Thursday, December 21, 2006

My Dad on Fire

Many, many Christmases ago, when we lived in India and I was in high school, my dad got a video camera. One of those enormous ones that used tapes. He got it a couple months before Christmas, and proceeded to film every waking minute of our lives.

I have to say, I appreciate it now, because, well, life in India is the kind of thing you want to have a record of. I will find pictures and post them. It'd be fun to dig up those moments. But at the time, oh, how we got sick of it.

See, it wouldn't have been such a big deal if I hadn't been so insanely self-conscious. If I hadn't been one of those girls who starved and exercised herself down to 100 lbs and still thought she had the fattest thighs around. If I wasn't terrified of anyone seeing me without makeup. Or in a bad moment. Or in bad light. Or an outfit that made me look fat/pale/short...you name it. You get the picture. Ridiculously insecure.
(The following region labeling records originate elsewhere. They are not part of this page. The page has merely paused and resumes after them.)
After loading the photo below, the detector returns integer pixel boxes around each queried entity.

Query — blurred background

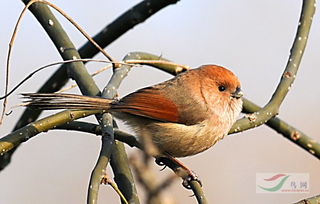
[0,0,320,204]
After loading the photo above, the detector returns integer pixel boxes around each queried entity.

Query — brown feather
[110,87,179,122]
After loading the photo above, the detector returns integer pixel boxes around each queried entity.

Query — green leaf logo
[258,174,289,192]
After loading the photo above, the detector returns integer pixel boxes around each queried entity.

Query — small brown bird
[23,65,243,157]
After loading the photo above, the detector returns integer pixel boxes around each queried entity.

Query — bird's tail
[21,93,112,110]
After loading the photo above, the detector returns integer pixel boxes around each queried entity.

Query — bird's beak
[231,87,243,99]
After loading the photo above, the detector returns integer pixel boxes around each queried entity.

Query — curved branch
[231,0,315,132]
[229,99,320,159]
[14,0,179,130]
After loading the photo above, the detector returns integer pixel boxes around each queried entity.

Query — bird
[22,64,243,157]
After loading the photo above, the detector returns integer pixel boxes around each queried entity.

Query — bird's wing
[110,87,179,122]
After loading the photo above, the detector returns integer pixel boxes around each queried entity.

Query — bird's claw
[156,157,167,171]
[182,172,202,189]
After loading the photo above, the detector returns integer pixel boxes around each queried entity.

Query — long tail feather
[21,93,112,110]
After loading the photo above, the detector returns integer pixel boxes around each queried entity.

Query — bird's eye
[218,86,226,92]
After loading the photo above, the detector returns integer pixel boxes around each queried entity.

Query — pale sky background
[0,0,320,204]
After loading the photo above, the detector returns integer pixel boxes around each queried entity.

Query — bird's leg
[156,155,202,189]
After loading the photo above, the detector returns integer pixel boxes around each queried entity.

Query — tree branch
[231,0,315,132]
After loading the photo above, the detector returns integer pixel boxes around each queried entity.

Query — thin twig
[231,0,316,132]
[229,99,320,159]
[0,0,118,125]
[102,175,129,204]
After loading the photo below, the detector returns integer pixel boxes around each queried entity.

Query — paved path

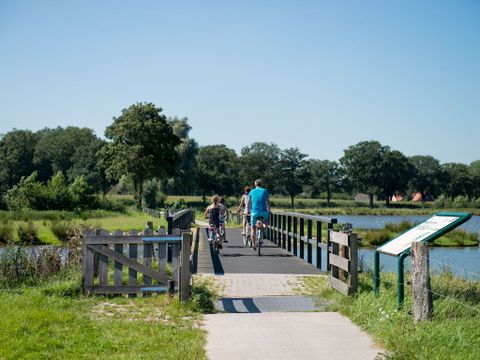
[205,312,381,360]
[198,225,321,275]
[198,224,381,360]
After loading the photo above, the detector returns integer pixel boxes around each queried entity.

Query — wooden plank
[330,254,349,271]
[83,245,94,286]
[330,230,349,246]
[128,244,138,286]
[84,235,182,245]
[85,285,168,295]
[348,233,358,292]
[330,276,348,295]
[158,244,167,281]
[95,249,108,286]
[179,233,192,302]
[92,245,166,282]
[113,244,123,286]
[172,244,180,289]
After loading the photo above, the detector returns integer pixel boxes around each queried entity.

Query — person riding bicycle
[219,197,228,242]
[237,186,250,235]
[203,195,222,249]
[248,179,270,250]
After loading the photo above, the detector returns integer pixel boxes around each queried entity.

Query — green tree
[168,117,198,195]
[443,163,474,200]
[33,126,104,185]
[0,129,37,194]
[239,142,281,193]
[309,160,345,206]
[409,155,445,202]
[468,160,480,198]
[100,103,180,208]
[197,145,238,203]
[278,148,309,208]
[340,141,389,208]
[380,150,414,206]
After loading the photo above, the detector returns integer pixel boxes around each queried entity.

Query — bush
[50,221,75,242]
[30,246,62,280]
[0,246,35,288]
[17,221,40,245]
[0,219,14,244]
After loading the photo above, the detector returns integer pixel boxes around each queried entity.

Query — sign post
[373,212,472,308]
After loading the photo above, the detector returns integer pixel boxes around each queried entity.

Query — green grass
[0,272,211,359]
[305,273,480,359]
[1,211,167,244]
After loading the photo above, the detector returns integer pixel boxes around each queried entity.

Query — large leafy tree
[197,145,238,203]
[239,142,281,193]
[100,103,180,208]
[309,160,345,206]
[278,148,309,207]
[168,117,198,195]
[340,141,389,208]
[410,155,445,202]
[33,126,103,185]
[443,163,474,200]
[469,160,480,198]
[380,150,413,206]
[0,129,37,193]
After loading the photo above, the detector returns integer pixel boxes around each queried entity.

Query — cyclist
[203,195,222,249]
[237,186,250,235]
[248,179,270,250]
[219,197,228,242]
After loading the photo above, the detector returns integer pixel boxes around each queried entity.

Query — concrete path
[198,225,381,360]
[205,312,381,360]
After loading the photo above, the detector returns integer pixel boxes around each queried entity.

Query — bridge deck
[198,229,321,275]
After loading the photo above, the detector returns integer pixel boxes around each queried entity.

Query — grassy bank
[0,210,167,244]
[0,273,215,359]
[305,273,480,359]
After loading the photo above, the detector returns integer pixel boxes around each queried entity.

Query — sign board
[377,213,471,256]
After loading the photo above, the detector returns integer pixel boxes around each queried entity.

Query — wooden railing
[83,227,192,301]
[143,208,163,219]
[167,209,195,234]
[267,211,337,269]
[328,230,358,295]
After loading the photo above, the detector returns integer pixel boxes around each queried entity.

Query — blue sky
[0,0,480,163]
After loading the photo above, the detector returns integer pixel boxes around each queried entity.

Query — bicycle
[208,225,222,255]
[243,219,252,247]
[255,217,265,256]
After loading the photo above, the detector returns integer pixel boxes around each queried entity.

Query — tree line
[0,103,480,209]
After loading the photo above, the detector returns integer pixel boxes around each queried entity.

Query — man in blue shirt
[248,179,270,250]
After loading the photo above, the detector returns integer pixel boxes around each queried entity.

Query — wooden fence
[267,211,337,269]
[328,230,358,295]
[165,209,195,234]
[83,227,192,301]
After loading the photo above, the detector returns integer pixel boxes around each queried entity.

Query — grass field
[304,273,480,360]
[0,270,214,360]
[1,210,167,244]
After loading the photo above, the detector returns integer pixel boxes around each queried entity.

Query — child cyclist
[203,195,222,249]
[219,197,228,242]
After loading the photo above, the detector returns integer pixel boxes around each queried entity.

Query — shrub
[0,246,35,288]
[0,219,14,244]
[364,230,391,246]
[17,221,40,245]
[30,246,62,280]
[50,221,75,242]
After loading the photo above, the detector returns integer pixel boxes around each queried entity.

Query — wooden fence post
[178,232,192,302]
[412,242,433,323]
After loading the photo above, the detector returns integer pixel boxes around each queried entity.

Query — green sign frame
[373,212,472,308]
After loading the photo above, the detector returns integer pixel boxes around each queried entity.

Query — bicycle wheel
[257,229,263,256]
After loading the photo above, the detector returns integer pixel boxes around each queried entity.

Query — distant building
[353,193,376,202]
[390,194,405,202]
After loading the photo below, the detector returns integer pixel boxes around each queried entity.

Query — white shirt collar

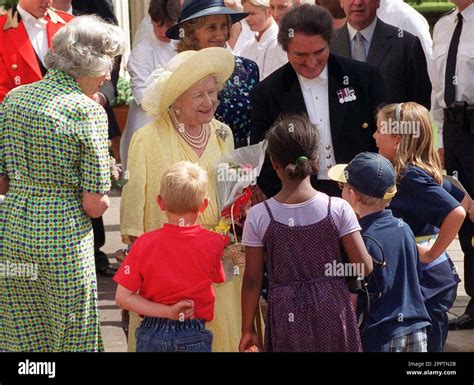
[255,21,278,45]
[347,17,377,44]
[460,3,474,21]
[16,4,48,28]
[297,64,328,90]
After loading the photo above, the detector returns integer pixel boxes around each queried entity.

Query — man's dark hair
[278,4,333,51]
[148,0,181,26]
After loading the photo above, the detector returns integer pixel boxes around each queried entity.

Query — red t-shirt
[114,224,227,321]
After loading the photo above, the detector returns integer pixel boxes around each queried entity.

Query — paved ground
[99,192,474,352]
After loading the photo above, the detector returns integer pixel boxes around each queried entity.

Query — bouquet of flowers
[215,142,266,275]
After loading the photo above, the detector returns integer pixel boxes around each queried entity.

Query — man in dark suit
[331,0,431,109]
[251,4,383,198]
[53,0,121,277]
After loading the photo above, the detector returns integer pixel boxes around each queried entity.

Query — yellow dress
[120,116,243,352]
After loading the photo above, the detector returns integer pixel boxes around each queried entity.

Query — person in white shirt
[270,0,298,24]
[316,0,346,30]
[241,0,288,80]
[120,0,180,170]
[430,0,474,329]
[224,0,255,56]
[377,0,433,58]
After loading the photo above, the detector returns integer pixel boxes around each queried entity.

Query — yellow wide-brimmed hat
[141,47,235,116]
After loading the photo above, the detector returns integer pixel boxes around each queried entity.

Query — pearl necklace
[169,110,210,150]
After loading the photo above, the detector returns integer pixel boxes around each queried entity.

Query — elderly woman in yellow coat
[120,48,242,351]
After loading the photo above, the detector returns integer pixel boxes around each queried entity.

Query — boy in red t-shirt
[114,162,227,352]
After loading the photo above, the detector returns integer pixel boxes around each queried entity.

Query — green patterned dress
[0,69,110,352]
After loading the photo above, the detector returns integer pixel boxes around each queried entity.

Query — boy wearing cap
[329,152,430,352]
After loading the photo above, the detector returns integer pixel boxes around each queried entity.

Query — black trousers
[443,122,474,316]
[91,217,110,269]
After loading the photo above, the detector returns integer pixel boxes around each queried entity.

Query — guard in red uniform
[0,0,73,102]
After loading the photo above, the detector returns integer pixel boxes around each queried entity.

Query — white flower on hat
[141,66,173,118]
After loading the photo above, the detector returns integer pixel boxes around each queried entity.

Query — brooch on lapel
[216,124,229,142]
[337,87,357,104]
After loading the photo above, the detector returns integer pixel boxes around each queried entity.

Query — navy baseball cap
[328,152,397,200]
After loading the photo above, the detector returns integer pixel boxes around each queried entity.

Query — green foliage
[0,0,18,11]
[114,77,133,106]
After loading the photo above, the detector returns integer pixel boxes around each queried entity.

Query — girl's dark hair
[148,0,181,26]
[266,114,319,179]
And so, knowing I'd be on film all day long, I got up at 6 am Christmas morning, so that I could shower, and put on my make-up, and get dressed up. We had a very dear family friend named Dallas spending Christmas with us, as he usually did, and so there he was, stuck on film with my family. All day long.
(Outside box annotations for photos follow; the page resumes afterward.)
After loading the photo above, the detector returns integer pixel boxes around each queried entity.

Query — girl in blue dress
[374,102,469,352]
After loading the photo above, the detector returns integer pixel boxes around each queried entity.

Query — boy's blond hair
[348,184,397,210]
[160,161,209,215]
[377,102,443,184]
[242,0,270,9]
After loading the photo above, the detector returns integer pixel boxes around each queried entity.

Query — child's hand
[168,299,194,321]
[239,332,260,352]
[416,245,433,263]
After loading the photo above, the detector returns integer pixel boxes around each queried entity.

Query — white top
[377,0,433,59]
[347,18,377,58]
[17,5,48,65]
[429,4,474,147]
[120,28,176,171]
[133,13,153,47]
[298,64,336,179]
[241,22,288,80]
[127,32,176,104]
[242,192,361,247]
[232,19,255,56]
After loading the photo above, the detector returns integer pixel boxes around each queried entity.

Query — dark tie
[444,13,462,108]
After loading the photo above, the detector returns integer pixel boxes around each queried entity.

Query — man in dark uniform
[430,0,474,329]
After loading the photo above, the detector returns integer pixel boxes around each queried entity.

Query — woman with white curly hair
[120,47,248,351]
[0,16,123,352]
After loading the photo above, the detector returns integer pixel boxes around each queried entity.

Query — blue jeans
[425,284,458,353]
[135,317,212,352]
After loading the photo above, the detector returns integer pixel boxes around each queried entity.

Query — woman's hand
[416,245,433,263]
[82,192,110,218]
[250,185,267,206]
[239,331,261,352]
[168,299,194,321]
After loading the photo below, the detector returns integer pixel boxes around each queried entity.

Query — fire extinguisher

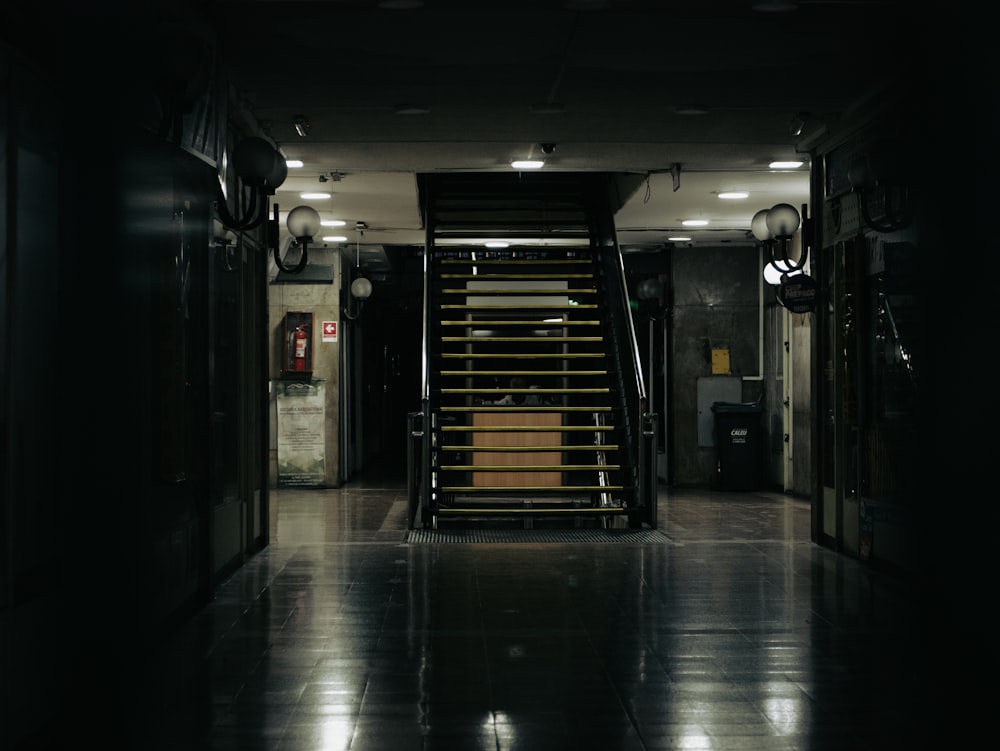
[292,326,309,370]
By that evening, when it was time for Christmas dinner, we were tired and sullen. We were sick of performing. We were sick of answering stupid questions for the camera.

So I invite you to picture this. A dinner table, set for five, with a Christmas feast. There is food galore. My dad is at the head of the table, behind the camera, asking questions. I am to his right. I have, oh, perhaps 8 peas on my plate, and maybe half a potato. It's about as much as I am willing to eat for dinner in high school.

And since my dad is stuck behind the camera, this night it doesn't turn into an argument. An argument that is the only one he cannot win, because he cannot force me to eat more, and he cannot force me to exercise less. Back then, back then I thought it was about the size of my thighs. It took me years to realize it was about control. But I digress.

So I am seated to the right of my dad, picking veeeery slowly at my peas. My brother is to his immediate left. He's 14, a slightly awkward teenager, trying to be obliging, in an I-wish-you-would-leave-me-alone way. My mother is seated next to my brother, and she is sitting there avoiding questions by shoveling food into her mouth. And next to her, at the far end of the table, is our lovely house guest Dallas.

My dad turns to me. "How are you enjoying your Christmas, Lis?"

I spear a single, solitary pea. "It's fine."

"That's great! How about you, son? That food on your plate looks delicious! What are you eating?"

"Turkey and stuffing. Same thing we always eat on Christmas."

The camera stops on Betty, who keeps up a steady fork to mouth rhythm, leaving no possibility of an on-camera question.

And so, finally, my dad begins to focus entirely on Dallas. This year Dallas has the weighty responsibility of carrying the entire Christmas dinner conversation. Fortunately, he is a very old friend, practically family. He already knows our quirks, although perhaps this year we are a little more unfiltered than one might expect. He isn't fazed, however. He laughs a lot, he tells great stories, he's charming. This year, he'd recently taken a trip on the Trans-Siberian Railroad. His journey was fascinating.

"So, Dallas, where was the first place in Russia that the train stopped?"

Dallas obliged. Honestly, his story was great. We were all listening, we just weren't participating.

And then my father, for some reason, decided to back up. I don't know if he wanted to get a shot of the whole table, and needed to back away from it to do so. But in any case, he backed straight into the candelabra on the credenza and set his sweater on fire.

The last thing you see and hear on this tape is the following.

My dad (camera still running) yells, "Oh my God! I'm on fire!"

Cut to a shot of me looking briefly at my dad, and then calmly across the table at my brother and saying, "Can you please pass the salt?"